How Wendy Jacobs raised her 5 kids to be happy and independent

How Wendy Jacobs raised her 5 kids to be happy and independent
PHOTO: The Singapore Women's Weekly

Wendy Jacobs is one powerhouse mum we can't help but admire.

The South African former model, who's married to football legend Fandi Ahmad, is a mum to five: Irfan, 20, Ikhsan, 18, Iman, 17, Ilhan, 14, and Iryan, 11.

Managing five kids is no easy feat, so we asked Wendy for her top parenting tips and secrets to raising happy, well-adjusted children.

1. Start your family as early as you can

Wendy first became a mum at the age of 22, and has no regrets starting her family at that age.

"I would say to anyone who's considering having a baby but is hesitating because of her career, just have your baby first," she says.

"Don't doubt yourself; it is possible to juggle work and a baby, if you have the right help"

"I appeared on the cover of The Weekly with baby Irfan in 1997 because I wanted to show women that you could have a baby and still have a career, and look beautiful."

2. Don't give up your career completely for your kids

"Giving up your freedom for your child is like staying in a loveless marriage for the sake of your child," says Wendy.

"If you need to take a year or two off to spend time with your kids, that's fine, but remember it's hard to return to the workforce if you've been away for too long. Try freelance or part-time work, so you can keep your skills fresh."

"When Irfan was born, I used to bring him everywhere; to shoots, to the shops, and so on," says Wendy, who also used to run a children's clothing boutique.

3. Teach your children discipline and limits

"I am a strict mum; I do not spoil my kids at all. I almost never bought them toys; most of their toys were gifts from friends and family."

It's important to have a routine for children; my kids all ate dinner at 5pm, and were in bed by 8.30pm. Even now, when they're grown up, they still follow a similar routine because it's become habit"

4. Train your kids to be independent from a young age

"My kids were all easy to look after because they followed a routine, and were taught to play by themselves," says Wendy.

"Don't carry your kids all the time; they must be given the freedom to fall and knock their heads once in a while. If your kid is old enough, let him walk on his own when he's out, or wheel him in the stroller if he's tired."
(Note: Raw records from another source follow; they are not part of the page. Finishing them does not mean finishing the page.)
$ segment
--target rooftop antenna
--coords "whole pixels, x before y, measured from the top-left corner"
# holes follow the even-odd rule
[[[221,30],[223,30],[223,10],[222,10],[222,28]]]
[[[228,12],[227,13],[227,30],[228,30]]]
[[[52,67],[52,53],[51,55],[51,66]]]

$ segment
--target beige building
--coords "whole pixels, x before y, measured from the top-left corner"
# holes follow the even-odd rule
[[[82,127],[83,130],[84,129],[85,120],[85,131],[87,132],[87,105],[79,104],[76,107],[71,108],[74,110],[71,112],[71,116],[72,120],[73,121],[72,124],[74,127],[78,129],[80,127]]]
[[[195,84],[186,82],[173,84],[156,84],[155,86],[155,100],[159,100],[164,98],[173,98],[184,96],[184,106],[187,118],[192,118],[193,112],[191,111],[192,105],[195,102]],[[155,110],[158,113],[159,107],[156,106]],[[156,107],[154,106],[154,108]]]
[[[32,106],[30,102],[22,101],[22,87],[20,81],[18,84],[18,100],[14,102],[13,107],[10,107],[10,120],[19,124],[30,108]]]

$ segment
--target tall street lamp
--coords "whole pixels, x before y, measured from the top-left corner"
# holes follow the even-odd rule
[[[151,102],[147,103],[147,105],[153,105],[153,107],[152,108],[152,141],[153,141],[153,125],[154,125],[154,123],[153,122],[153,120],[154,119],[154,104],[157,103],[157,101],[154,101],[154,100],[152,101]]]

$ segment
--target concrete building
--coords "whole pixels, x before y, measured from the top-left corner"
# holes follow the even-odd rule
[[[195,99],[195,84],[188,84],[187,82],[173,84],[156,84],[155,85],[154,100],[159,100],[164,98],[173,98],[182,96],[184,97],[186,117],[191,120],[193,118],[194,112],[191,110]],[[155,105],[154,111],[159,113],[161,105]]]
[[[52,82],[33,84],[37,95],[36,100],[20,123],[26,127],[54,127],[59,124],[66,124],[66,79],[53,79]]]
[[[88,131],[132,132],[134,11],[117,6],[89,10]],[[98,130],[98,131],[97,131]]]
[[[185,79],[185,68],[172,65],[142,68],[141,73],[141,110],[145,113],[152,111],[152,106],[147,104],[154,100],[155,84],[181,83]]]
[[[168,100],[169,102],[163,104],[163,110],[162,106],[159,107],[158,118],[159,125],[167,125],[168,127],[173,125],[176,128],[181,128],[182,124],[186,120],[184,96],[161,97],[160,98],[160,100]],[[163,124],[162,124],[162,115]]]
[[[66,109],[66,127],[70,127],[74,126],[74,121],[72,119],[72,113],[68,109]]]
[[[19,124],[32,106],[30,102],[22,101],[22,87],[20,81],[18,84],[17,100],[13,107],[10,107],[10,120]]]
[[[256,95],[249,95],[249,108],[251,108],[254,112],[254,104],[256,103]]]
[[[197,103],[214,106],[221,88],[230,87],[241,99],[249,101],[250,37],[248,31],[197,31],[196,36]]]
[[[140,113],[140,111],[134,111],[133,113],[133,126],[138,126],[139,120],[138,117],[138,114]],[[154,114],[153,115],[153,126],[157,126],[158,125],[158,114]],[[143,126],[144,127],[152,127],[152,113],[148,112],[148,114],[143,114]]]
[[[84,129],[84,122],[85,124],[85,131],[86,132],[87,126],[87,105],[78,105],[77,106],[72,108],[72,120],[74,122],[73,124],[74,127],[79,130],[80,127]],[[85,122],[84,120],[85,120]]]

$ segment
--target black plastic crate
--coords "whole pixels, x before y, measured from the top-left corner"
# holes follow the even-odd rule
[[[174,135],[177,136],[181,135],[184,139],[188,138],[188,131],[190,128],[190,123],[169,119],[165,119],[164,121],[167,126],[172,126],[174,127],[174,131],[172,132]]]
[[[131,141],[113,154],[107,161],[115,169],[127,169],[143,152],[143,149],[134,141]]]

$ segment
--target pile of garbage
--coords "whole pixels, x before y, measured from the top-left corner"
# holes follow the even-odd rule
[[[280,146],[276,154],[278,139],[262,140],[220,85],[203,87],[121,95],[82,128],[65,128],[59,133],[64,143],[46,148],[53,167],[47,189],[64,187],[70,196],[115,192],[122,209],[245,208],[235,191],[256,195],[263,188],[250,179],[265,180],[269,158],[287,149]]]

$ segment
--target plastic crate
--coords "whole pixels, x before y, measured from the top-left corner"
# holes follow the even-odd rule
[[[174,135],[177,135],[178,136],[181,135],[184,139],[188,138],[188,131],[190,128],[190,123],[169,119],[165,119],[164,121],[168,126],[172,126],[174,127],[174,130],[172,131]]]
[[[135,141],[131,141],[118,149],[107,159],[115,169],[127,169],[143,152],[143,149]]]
5. Give them time and space to discover themselves

Wendy's oldest sons Irfan and Ikhsan went to study in Chile's Universidad Católica to further their football training in 2013.

Her third son Ilhan is now pursuing his professional football dreams by studying at Queen Ethelburga's College in York, UK.

Meanwhile, daughter Iman is on a gap year from school, working part-time at a hairdressing salon and taking on modelling jobs.

"Of course I missed my boys when they went overseas, but I also knew they had to go and pursue their dreams," says Wendy.

"You can't stifle your kids by holding them back from their ambitions. A lot of people ask why I let Iman take a break from school, but to me, school is always going to be there. This is a time for her to discover who she is, and what she wants to do."

6. Treat your helper well

"Having a maid can be a great help, but don't overload them by making them do everything," says Wendy.

"Even now, when I have a maid at home, I clean my own room, and if I see she's busy with the cooking, I'll take care of the kids."

"I believe maids must be given the freedom to run the household; don't just tell them, 'Don't let the child do this and that.' Give them some autonomy, and trust them to do their work.

7. Look after yourself

Wendy understands the importance of rest.

She was struck with a mysterious illness in 2008 that left her wheelchair-bound for over a year.

She suffered seizures and a near-fatal cardiac arrest, and admits she still has health issues once in a while.

"I do have bad days when I need to be in hospital, or I need a break, and then the children understand that I can't be there for them. But the illness has made me thankful for my family, who've supported me through that rough time."

8. Make family time count

With the family's super-busy schedules, Wendy says it's almost impossible to have the whole family together, except on special occasions like Hari Raya.

So the time they do have together becomes very precious.

"It's quality over quantity," she says.

"Whenever we have meals together or are able to go away on holiday, we really enjoy ourselves because we know how hard it is to get everyone in one place. These moments are precious to me."